Dunia Bakarani, candidat aux élections législatives nationales dans le territoire de Masisi (Nord-Kivu) © DR

Dimanche 18 novembre, alors qu’il se rendait dans le territoire de Masisi, son fief électoral, dans le cadre de sa pré-campagne, Dunia Bakarani, membre du parti du peuple pour la reconstruction et la démocratie (PPRD) et candidat aux prochaines élections législatives sous la bannière du Front Commun pour le Congo (FCC, plate forme de la majorité) s’est vu refuser l’accès au territoire par un haut-gradé des FARDC.
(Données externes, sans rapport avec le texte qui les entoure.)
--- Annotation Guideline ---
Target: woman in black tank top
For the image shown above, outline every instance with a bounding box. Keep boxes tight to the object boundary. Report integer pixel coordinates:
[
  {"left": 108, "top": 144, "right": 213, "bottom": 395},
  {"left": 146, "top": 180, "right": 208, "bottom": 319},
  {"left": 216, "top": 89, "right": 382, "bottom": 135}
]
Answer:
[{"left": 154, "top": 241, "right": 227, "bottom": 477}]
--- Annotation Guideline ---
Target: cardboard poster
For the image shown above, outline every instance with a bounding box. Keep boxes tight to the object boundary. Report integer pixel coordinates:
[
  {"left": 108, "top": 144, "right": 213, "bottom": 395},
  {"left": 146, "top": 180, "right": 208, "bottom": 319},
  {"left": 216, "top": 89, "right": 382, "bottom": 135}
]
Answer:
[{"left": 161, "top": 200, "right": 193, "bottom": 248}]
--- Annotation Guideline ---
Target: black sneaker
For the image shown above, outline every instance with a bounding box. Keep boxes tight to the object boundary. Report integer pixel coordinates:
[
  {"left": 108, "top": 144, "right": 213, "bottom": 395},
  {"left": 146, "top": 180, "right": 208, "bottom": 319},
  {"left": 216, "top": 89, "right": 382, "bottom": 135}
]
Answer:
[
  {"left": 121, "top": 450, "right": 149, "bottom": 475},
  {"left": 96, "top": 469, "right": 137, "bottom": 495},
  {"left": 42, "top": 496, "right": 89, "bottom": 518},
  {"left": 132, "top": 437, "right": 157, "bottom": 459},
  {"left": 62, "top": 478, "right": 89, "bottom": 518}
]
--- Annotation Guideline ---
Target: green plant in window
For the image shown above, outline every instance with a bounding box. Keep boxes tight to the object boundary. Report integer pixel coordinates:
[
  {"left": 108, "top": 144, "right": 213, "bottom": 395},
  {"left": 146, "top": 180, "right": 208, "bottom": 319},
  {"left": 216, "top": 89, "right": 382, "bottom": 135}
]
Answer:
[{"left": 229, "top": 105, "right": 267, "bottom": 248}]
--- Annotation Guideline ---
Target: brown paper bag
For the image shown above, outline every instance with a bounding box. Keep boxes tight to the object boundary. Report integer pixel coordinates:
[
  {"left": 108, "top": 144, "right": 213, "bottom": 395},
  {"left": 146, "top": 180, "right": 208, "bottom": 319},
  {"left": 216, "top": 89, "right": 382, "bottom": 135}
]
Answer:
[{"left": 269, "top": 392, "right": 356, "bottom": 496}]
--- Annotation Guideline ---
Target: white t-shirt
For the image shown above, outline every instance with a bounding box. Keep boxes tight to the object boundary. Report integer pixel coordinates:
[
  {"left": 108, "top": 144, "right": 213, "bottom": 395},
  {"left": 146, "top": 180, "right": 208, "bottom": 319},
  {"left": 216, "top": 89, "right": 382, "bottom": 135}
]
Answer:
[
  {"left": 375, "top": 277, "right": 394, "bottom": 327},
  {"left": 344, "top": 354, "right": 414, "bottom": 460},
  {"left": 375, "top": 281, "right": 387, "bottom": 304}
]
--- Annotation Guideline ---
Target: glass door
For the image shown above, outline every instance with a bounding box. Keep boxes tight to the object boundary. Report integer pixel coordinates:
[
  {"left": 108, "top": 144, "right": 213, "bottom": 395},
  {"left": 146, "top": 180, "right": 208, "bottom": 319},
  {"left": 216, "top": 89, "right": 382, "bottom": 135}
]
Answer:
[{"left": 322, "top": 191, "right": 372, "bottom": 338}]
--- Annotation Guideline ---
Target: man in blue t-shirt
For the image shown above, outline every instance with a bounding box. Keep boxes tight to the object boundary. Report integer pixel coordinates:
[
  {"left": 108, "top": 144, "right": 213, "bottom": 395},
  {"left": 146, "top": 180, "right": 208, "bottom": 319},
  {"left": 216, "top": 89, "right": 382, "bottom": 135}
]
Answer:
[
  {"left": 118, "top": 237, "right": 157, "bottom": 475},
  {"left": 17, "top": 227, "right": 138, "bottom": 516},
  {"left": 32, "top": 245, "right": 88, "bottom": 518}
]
C’est une anecdote qui en dit long sur l’absence d’état de droit en RDC, pays où prévaut la loi du plus fort. Il est presque 12h00 lorsque deux jeeps, qui transportent à leur bord Dunia Bakarani et son équipe, arrivent au niveau de la barrière de Mubambiro, située à une vingtaine de kilomètres de la ville Goma ; barrière qui sépare le chef-lieu du Nord-Kivu du territoire de Masisi. Sur place, un agent des renseignements se présente et demande si c’est bien le candidat député national qui est à bord du véhicule. Réponse affirmative.

C’est alors, à la surprise du cortège, que l’agent déclare qu’il a reçu l’ordre de ne pas laisser passer ce cadre du FCC. Selon les premiers éléments recueillis sur place, l’ordre serait venu d’un haut-gradé des FARDC. La raison en serait un conflit personnel entre les deux hommes. Après plus de 30 minutes de négociation, la délégation sera obligée de rebrousser chemin et de retourner vers Goma.

Arrivé dans le chef-lieu du Nord-Kivu, Dunia Bakarani multiplie les appels pour tenter d’en savoir plus et de rechercher d’éventuels appuis. Ce n’est que 3 heures plus tard qu’il sera finalement autorisé à se rendre dans son fief mais sous bonne escorte des éléments des FARDC.

Ce refus de laisser passer un candidat aux élections législatives, pourtant membre du FCC, inquiète la société civile et les ONG du Nord-Kivu. En effet, si même un proche du pouvoir est l’objet d’une telle mésaventure, qu’en sera-t-il pour les candidats de l’opposition ? Les craintes sont d’autant plus vives que le climat politique, déjà très crispé, ne cesse de se tendre à l’approche des élections prévues le 23 décembre prochain.